I appreciate your honesty. And to return the favor I would like to be candidly honest with you. Is it geeky to numerically address several ideas from this most recent letter? I’ll accept your tacit approval on this one…

Here are three things from your paragraph that I want to speak to:

  1. Easier to believe vs. harder to believe; or desperation
  2. Waiting until “death’s door” to believe; or postponement
  3. Fun now, belief later; or treasuring the world above God

ONE. Ease of belief sort of sounds like an excuse, because ultimately what does ease have to do with believing, if believing in God is really what you want to do? More on this in number three.

TWO. Very simply, What if death’s door is a trap door that sneaks up on you and you don’t have time to all-of-a-sudden believe? Furthermore, is that a sincere belief/faith, if it postpones belief right until the last minute as if it were an unpleasant exercise?

THREE. Jesus speaks of surrendering one’s life to him as “treasure hidden in a field, which a man found and covered up. Then in his joy he goes and sells all that he has and buys that field” (Matthew 13:44). In other words, trusting in Jesus for the forgiveness of your sins isn’t something that should be avoided like the plague and put off until the last moment of life. Contrariwise, salvation and new life in Jesus is more akin to treasure and joy, which one gladly forfeits in order to receive. Passages in the Bible that speak of the joy and happiness found in God flood my mind right now. Paul speaks of what God has prepared for us being immeasurably superior to that which we have now. A more contemporary Christian, C. S. Lewis, paints a vivid picture in his sermon The Weight of Glory when he says:

We are half-hearted creatures, fooling about with drink and sex and ambition when infinite joy is offered us, like an ignorant child who wants to go on making mud pies in a slum because he cannot imagine what is meant by the offer of a holiday at the sea.

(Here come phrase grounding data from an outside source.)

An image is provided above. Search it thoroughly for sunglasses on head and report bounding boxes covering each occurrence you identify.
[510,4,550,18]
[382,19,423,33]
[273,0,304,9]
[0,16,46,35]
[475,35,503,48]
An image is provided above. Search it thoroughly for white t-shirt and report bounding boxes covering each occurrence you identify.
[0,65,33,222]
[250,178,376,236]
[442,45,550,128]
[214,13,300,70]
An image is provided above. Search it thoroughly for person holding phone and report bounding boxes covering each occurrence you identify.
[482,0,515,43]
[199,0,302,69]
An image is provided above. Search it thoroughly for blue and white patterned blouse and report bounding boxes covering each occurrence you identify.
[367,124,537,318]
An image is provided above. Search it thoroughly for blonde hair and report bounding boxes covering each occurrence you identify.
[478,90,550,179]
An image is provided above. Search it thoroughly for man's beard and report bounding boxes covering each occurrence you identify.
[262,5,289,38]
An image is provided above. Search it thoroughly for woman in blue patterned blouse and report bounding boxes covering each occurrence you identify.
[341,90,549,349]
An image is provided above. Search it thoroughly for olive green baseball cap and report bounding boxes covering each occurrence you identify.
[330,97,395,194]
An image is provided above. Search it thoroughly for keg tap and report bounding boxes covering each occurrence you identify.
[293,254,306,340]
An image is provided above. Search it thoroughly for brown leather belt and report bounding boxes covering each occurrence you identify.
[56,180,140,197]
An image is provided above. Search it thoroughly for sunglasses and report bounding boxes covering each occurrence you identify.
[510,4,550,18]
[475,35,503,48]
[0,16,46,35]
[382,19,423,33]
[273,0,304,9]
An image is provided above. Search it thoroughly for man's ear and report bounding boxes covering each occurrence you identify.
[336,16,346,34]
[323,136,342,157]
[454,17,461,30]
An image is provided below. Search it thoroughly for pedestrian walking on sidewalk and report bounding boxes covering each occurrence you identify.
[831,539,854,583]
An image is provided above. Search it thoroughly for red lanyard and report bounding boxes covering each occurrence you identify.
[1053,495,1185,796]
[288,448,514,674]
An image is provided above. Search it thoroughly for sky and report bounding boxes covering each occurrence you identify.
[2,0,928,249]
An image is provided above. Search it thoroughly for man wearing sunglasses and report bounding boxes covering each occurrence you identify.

We are far too easily pleased.

Indeed we are far too easily pleased because we were created to find our maximum joy and fulfillment in God, and we have turned from him. When we realize that we are playing with mud pies apart from God, we too become somewhat desperate like the man with the sick child that we talked about in your last letter.

The bottom line is we are to treasure God above all the things found in this world because he is truly the most valuable of all. It is exciting to know that God has so orchestrated everything that our maximum joy is found in him, and this can be discovered by heeding his call to repent and trust Jesus for the forgiveness of sins.